Das Mempool ist der Bereich, in dem unbestätigte Transaktionen darauf warten, von Minern in einen Block aufgenommen zu werden. Über ein Jahrzehnt lang verwaltete Bitcoin Core diesen Pool mittels Begrenzungen für "Ancestors" (Vorgänger) und "Descendants" (Nachfolger), wobei pro Transaktion maximal 25 Vorgänger oder Nachfolger erlaubt waren. Die Prüfung erfolgte einzeln für jede Transaktion.
Dieses System hatte jedoch Schwächen. Wenn beispielsweise eine Muttertransaktion zehn Kindtransaktionen hat, jede mit einem eigenen Gebührenniveau, muss der Node für jede Beziehung separat berechnen, welche Kombination den größten Ertrag bringt. Dies ist rechnerisch aufwendig, führte häufig zu ungenauen Gebührenprognosen und ließ potenzielle Miner-Einnahmen ungenutzt.

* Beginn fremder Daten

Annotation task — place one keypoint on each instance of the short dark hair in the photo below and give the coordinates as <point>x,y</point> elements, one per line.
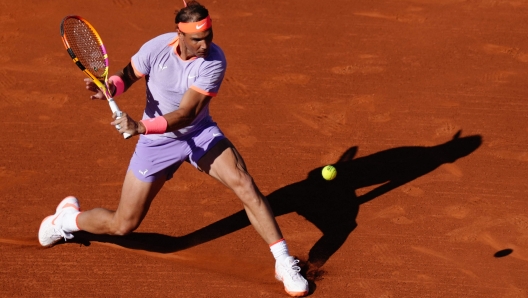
<point>193,12</point>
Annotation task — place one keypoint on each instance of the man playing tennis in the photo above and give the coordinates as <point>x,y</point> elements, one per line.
<point>183,72</point>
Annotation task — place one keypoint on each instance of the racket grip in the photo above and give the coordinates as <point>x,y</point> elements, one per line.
<point>115,109</point>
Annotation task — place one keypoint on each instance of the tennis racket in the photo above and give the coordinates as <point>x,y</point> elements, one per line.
<point>85,47</point>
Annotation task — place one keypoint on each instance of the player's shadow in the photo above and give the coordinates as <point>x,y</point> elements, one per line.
<point>332,206</point>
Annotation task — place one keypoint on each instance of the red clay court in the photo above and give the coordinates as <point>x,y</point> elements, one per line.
<point>421,106</point>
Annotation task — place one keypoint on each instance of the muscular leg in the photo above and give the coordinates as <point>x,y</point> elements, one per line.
<point>224,163</point>
<point>136,197</point>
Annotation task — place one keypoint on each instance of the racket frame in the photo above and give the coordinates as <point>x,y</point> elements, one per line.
<point>102,85</point>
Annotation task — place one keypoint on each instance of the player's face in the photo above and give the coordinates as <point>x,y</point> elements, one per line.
<point>198,44</point>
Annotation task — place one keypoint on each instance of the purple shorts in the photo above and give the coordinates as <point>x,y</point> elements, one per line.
<point>162,157</point>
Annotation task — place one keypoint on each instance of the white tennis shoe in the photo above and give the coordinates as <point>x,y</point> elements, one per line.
<point>289,273</point>
<point>50,231</point>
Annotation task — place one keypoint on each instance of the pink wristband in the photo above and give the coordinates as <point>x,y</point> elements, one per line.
<point>119,84</point>
<point>156,125</point>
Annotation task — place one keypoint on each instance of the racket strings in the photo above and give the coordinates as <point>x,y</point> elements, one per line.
<point>86,46</point>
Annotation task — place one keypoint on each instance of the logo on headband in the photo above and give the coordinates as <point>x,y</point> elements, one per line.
<point>195,27</point>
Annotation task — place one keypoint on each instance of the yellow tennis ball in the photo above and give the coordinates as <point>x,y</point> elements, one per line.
<point>329,172</point>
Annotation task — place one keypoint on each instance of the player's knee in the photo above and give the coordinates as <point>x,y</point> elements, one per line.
<point>242,183</point>
<point>124,227</point>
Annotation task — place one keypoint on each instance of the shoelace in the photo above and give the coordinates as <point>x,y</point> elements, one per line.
<point>63,234</point>
<point>294,273</point>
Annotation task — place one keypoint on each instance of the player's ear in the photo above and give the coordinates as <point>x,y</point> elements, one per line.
<point>180,34</point>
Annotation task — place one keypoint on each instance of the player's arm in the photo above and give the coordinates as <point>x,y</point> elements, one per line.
<point>191,105</point>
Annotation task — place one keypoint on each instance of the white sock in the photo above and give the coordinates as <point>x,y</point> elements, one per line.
<point>69,222</point>
<point>280,250</point>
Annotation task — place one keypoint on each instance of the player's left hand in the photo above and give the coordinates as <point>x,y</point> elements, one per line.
<point>126,124</point>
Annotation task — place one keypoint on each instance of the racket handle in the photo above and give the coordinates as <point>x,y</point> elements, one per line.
<point>115,109</point>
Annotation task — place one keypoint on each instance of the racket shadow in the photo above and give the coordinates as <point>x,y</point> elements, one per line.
<point>332,206</point>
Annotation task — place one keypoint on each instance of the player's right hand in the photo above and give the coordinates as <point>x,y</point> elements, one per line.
<point>91,86</point>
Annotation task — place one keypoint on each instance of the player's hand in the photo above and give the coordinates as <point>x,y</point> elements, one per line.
<point>91,86</point>
<point>125,124</point>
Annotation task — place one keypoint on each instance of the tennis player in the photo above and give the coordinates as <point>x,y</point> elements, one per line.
<point>183,72</point>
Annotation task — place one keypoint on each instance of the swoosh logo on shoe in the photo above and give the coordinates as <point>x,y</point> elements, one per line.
<point>53,221</point>
<point>70,205</point>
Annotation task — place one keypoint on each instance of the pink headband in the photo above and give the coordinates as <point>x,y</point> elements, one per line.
<point>196,26</point>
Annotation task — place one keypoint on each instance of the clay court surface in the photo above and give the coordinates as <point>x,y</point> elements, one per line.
<point>420,104</point>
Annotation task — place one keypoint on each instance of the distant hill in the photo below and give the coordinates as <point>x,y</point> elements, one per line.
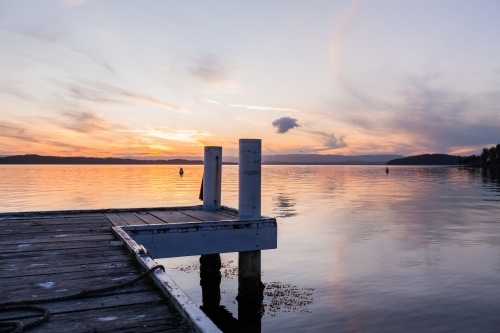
<point>426,159</point>
<point>38,159</point>
<point>302,159</point>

Das Cluster-Mempool ersetzt dieses Prinzip. Statt einzelner Ketten werden nun zugehörige Transaktionen in Clustern (max. 64 Transaktionen, 101 KB) gruppiert. Innerhalb eines Clusters sortiert der Node die Transaktionen nach Gebührensätzen, sodass die profitabelsten Kombinationen automatisch priorisiert werden – ohne aufwendige Berechnungen für jede einzelne Transaktion.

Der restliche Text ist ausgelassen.